"Speaking the Language of Faces (SLF)"

Scalable Multimodal Approach for Face Generation and Super Resolution using a Conditional Diffusion Model

This repository contains code used to build, train and evalute the SLF systems.

Requirments

** Note: I used 2 different machines but only the second machine was able to produce all results due to VRAM requirements (VRAM >= 24 GB). **

CPU:

AMD Ryzen 9 6900HS CPU.
12th Gen Intel(R) Core(TM) i9-12900KF

GPU:

AMD Radeon RX 6700S, VRAM = 8GB
Quadro RTX 6000, VRAM = 24GB

RAM:

16 GB
32 GB

Ubuntu


https://ubuntu.com/download/desktop

Ubuntu 22.04.2 LTS, Kernal: 5.15.0-67-generic
Ubuntu 22.04.2 LTS, Kernal: 5.15.0-25-generic

CUDA (Nvidia GPU) or ROCM (AMD GPU)

** Note: This will dictate a certain version of kernal that you will have to install.

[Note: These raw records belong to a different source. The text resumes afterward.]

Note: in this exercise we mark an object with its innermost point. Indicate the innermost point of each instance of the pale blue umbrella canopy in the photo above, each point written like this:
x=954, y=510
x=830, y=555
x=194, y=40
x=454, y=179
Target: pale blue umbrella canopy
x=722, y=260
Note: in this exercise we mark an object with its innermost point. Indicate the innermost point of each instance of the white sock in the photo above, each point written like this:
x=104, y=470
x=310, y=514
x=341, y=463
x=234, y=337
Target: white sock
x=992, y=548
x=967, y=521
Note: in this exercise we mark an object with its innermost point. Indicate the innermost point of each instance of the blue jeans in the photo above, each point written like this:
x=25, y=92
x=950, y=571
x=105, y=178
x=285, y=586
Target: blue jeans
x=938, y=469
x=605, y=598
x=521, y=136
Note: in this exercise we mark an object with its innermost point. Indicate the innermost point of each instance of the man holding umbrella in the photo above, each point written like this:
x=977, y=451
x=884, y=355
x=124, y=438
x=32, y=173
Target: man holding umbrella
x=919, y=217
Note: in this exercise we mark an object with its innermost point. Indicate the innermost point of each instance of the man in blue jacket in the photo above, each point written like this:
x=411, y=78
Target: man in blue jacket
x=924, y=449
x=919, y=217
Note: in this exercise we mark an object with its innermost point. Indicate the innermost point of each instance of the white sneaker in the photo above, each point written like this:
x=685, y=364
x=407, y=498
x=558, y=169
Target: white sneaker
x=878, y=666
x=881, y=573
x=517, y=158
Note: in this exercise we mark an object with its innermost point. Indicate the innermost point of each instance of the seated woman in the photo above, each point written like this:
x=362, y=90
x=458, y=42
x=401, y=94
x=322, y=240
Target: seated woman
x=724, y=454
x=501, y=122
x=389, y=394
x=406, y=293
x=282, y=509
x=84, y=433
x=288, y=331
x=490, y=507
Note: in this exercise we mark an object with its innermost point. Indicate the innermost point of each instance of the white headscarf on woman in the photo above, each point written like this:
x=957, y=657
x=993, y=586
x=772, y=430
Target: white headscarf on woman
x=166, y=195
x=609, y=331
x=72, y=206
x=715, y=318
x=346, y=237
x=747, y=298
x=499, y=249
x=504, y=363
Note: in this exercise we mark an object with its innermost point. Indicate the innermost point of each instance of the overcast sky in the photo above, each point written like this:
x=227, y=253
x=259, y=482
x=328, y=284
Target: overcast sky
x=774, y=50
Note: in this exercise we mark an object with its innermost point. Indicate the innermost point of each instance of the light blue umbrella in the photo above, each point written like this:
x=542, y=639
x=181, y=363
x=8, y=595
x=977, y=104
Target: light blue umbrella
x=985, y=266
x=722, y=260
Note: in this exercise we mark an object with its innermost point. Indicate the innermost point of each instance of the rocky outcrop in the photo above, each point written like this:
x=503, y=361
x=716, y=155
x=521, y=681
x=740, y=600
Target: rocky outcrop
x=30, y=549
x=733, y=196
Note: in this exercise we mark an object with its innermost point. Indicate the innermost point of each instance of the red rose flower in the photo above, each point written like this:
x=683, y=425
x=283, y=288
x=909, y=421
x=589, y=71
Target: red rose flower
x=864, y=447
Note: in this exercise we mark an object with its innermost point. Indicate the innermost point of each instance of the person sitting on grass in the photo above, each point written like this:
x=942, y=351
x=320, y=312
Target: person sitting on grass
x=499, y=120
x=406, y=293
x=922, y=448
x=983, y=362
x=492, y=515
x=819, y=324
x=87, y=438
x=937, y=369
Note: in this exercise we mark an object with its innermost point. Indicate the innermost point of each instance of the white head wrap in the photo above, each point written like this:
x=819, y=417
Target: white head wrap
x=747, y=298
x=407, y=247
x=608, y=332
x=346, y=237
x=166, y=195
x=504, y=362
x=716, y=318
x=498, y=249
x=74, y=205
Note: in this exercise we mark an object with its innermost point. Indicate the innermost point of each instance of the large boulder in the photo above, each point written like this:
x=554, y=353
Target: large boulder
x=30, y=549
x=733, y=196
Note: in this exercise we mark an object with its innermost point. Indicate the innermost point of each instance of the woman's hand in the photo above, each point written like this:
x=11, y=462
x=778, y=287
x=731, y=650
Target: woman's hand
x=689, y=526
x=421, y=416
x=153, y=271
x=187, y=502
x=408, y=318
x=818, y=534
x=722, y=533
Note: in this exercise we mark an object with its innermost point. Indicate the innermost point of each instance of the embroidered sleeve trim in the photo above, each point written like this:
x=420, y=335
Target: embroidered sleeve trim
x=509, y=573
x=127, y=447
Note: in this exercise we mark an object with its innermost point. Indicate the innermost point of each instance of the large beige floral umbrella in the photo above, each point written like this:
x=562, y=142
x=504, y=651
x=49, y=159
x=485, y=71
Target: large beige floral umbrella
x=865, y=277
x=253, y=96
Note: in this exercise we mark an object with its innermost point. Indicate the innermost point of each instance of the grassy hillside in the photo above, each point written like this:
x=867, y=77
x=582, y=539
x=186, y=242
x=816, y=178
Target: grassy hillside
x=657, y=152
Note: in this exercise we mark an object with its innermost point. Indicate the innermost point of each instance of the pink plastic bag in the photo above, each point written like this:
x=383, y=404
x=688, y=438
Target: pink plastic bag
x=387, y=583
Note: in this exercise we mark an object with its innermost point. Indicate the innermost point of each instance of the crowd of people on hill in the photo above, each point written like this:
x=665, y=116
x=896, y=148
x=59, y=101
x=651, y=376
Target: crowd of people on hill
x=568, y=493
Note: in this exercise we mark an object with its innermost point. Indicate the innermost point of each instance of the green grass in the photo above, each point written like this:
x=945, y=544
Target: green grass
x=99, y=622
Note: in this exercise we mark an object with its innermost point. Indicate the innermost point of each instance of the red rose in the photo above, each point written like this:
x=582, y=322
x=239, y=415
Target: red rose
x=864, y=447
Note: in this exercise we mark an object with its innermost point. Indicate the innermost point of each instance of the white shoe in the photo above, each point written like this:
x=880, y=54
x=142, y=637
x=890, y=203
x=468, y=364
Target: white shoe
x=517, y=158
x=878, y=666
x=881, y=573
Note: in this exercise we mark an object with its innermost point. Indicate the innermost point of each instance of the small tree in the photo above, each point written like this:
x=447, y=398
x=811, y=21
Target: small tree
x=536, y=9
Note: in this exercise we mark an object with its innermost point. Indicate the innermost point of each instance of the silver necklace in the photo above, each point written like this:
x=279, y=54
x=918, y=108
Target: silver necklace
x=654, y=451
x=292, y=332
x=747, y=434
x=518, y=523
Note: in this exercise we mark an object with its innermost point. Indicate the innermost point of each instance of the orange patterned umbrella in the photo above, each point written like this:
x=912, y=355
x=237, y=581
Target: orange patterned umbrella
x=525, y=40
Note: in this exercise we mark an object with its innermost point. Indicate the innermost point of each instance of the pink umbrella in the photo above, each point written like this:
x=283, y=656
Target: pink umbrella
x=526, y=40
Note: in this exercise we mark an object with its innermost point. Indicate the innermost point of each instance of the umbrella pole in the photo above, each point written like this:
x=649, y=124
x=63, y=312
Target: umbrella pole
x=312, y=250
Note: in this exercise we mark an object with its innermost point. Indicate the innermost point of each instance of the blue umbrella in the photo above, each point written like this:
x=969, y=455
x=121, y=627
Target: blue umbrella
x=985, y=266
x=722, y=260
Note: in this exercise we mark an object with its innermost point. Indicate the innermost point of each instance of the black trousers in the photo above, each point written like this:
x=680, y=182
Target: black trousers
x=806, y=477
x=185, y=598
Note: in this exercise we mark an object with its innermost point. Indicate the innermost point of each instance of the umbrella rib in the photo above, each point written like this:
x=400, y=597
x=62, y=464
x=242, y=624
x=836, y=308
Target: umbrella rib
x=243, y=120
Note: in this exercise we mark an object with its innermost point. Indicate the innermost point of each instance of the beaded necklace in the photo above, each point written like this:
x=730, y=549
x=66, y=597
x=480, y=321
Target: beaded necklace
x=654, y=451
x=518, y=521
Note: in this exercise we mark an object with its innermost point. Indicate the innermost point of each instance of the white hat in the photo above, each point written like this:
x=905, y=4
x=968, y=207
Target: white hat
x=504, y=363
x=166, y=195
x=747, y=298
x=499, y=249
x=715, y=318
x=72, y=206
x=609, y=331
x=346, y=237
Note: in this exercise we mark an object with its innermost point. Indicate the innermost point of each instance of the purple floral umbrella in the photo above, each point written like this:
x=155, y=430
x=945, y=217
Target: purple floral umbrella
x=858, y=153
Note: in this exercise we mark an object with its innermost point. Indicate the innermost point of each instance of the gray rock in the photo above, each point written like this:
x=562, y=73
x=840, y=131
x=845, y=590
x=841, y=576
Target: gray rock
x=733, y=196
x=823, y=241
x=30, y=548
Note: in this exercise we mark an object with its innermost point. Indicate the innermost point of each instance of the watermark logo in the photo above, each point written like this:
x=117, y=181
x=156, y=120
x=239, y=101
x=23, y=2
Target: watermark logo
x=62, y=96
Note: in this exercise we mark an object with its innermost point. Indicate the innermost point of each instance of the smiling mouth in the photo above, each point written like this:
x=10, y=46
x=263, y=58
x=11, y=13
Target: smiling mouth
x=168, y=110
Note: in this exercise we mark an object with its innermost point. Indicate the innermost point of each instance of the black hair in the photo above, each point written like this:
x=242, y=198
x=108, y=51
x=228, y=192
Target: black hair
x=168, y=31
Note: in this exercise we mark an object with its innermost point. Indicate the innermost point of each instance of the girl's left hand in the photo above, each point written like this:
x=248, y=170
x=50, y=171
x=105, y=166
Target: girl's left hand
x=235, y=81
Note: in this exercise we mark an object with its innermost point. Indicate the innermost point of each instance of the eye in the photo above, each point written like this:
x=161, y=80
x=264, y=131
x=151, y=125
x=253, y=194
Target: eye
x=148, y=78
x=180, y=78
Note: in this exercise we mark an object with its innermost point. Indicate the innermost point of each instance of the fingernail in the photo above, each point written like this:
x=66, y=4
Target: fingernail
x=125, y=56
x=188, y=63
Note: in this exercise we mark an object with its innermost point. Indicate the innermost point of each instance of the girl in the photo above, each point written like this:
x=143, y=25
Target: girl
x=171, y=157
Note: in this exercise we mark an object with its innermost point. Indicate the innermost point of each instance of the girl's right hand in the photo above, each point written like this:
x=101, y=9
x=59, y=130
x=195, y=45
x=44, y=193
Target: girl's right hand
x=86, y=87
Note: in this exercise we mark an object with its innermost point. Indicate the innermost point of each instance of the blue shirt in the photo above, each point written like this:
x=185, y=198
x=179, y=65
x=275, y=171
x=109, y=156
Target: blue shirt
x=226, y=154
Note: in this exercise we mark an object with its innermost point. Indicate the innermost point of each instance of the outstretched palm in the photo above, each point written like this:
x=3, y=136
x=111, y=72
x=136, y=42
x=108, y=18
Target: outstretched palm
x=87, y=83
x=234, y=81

Please review requirements carefully.**

ROCM 5.4.3 https://docs.amd.com/bundle/ROCm-Installation-Guide-v5.4.3/page/How_to_Install_ROCm.html
CUDA 12 https://developer.nvidia.com/cuda-downloads

Python

v3.10.6

Anaconda Environment

v22.9.0


https://www.anaconda.com/products/distribution

Git

v2.34.1


sudo apt-get install git-all

Visual Studio Code (Can use any development enviroment or none if you want)

v1.77.0


On Ubuntu Software --> Visual Studio Code --> Install

In a folder of your choosing run this in a terminal


git clone --recurse-submodules https://github.com/AhmedGamal411/DiffusionSpeech2Face

This clones this repo with all its submodules

Open that folder with Visual Studio Code

View the readme of every submodule to download and configure its depedencies.

Submodules

Voxceleb Trainer


https://github.com/AhmedGamal411/voxceleb_trainer

To download VoxCeleb2 Dataset

Python Environment


conda create -n ds2f python=3.8

conda activate ds2f

Install the modules listed in requirements.txt either using conda or pip

Configuration

Open configuration.txt. change the path of the dataset (datasetPathVideo). It doesn't matter what structure it is, as long as it's videos only. Then change datasetPathDatabase, datasetPathAudio, datasetPathFrames and datasetPathFaces to where you want the data to be extracted.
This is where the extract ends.